Martha and Brendan met at the University of Texas, where she was a collegiate swimmer and he never lost a breaststroke race as a Longhorn. The Olympics and their world-class existence were never in her ability range, she says. She teaches sixth-grade math in Austin, is preparing to be a mom, and both enjoys and supports Brendan’s most recent foray into Olympic swimming.

He will be 31 on Aug. 15, so any individual gold medal here will be a rarity in swimming at his age. But as Martha sees it, even these London Games may not be the end, even though her husband has said they are.

Part of that judgment is based on her obvious knowledge of how he is — “not a 9-to-5, coat-and-tie guy.”

When he left Beijing, Hansen was drowning in a dislike for his sport. He was quoted as saying, “I want to get as far away from the pool as possible.”

Part of that was a still-empty feeling from Athens in 2004, when he was among the favorites in both the 100 and 200 breaststroke and came away with a silver and bronze. In the controversial 100 race, many of Hansen’s teammates felt that the winner, and one-time Olympic record-holder,Japan’sKosuke Kitajima, used an illegal kick. If it was, it wasn’t called, and Hansen got the silver.

That, and the usual swimmer’s midlife crisis of pondering what it all means after 200,000 flip turns, had Hansen taking a day job back in Austin. He was, after all, heading for age 30. But Martha laughs when she recalls what he did to slow down and ease out of the physical intensity after Beijing.

He took up triathlon racing. That’s where you start with a long swim and follow with a longer bike ride and a long foot race. That’s like a retired weightlifter loading boulders on trucks.

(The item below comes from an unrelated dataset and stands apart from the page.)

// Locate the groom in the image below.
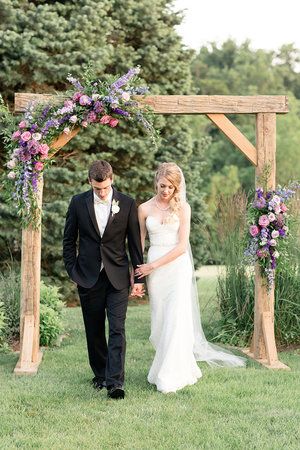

“He’d win the swim,” she says, “but then they’d start to catch him in the biking and pass him in the running. You could always see him coming because his shoulders were so wide, and the others were trim and narrow, so he’d block them out with his big shoulders.

“He’s a breaststroker. His feet go out the wrong way. He can’t be much of a runner.”

Quickly, Martha figured out that Brendan was about as ready to quit as Roger Federer.

He went off to help his brother run a swimming camp, then started talking to his old swim coach.

“He said we needed to have a conversation soon,” she said.

And here they are in London, with an approach that stresses effort and fun, not “life-and-death medals.”

“I’m happy if he is happy, and he is,” Martha says.

She also says there is room for more medals in Brendan’s gun case at home, where the two golds, a silver and a bronze are kept now.


“Guns don’t bother me,” she says. “I’m from Texas.”